9. Notices. All notices, statements or other documents which are required or contemplated by this Note shall be: (i) in writing and delivered personally or sent by first class registered or certified mail or overnight courier service to the address most recently provided to such party or such other address as may be designated in writing by such party, (ii) by facsimile to the number most recently provided to such party or such other facsimile number as may be designated in writing by such party or (iii) by electronic mail, to the electronic mail address most recently provided to such party or such other electronic mail address as may be designated in writing by such party. Any notice or other communication so delivered or transmitted shall be deemed to have been given on the day of delivery, if delivered personally, on the business day following receipt of written confirmation, if sent by facsimile or electronic transmission, one (I) business day after delivery to an overnight courier service or five (5) days after mailing if sent by mail.

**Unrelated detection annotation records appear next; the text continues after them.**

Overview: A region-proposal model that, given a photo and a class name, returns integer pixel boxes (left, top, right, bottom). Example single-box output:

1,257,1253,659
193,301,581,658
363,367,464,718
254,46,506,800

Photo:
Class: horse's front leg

10. Construction. THIS NOTE SHALL BE CONSTRUED AND ENFORCED IN ACCORDANCE WITH THE LAWS OF THE STATE OF NEW YORK.

11. Severability. Any provision contained in this Note which is prohibited or unenforceable in any jurisdiction shall, as to such jurisdiction, be ineffective to the extent of such prohibition or unenforceability without invalidating the remaining provisions hereof, and any such prohibition or unenforceability in any jurisdiction shall not invalidate or render unenforceable such provision in any other jurisdiction.

12. Trust Waiver. Notwithstanding anything herein to the contrary, Payee hereby waives any and all right, title, interest or claim of any kind (“Claim”) in or to any distribution of or from the trust account established in which proceeds of Maker’s initial public offering (including the deferred underwriters discounts and commissions) and proceeds of the sale of the Private Placement Warrants were deposited, as described in greater detail in the registration statement on Form S-1 (File No. 333- 261570) filed by Maker with the Securities and Exchange Commission, that was declared effective on January 12, 2022, and the related prospectus, and hereby agrees not to seek recourse, reimbursement, payment or satisfaction for any Claim against the trust account for any reason whatsoever, including the payment of interest on this Note.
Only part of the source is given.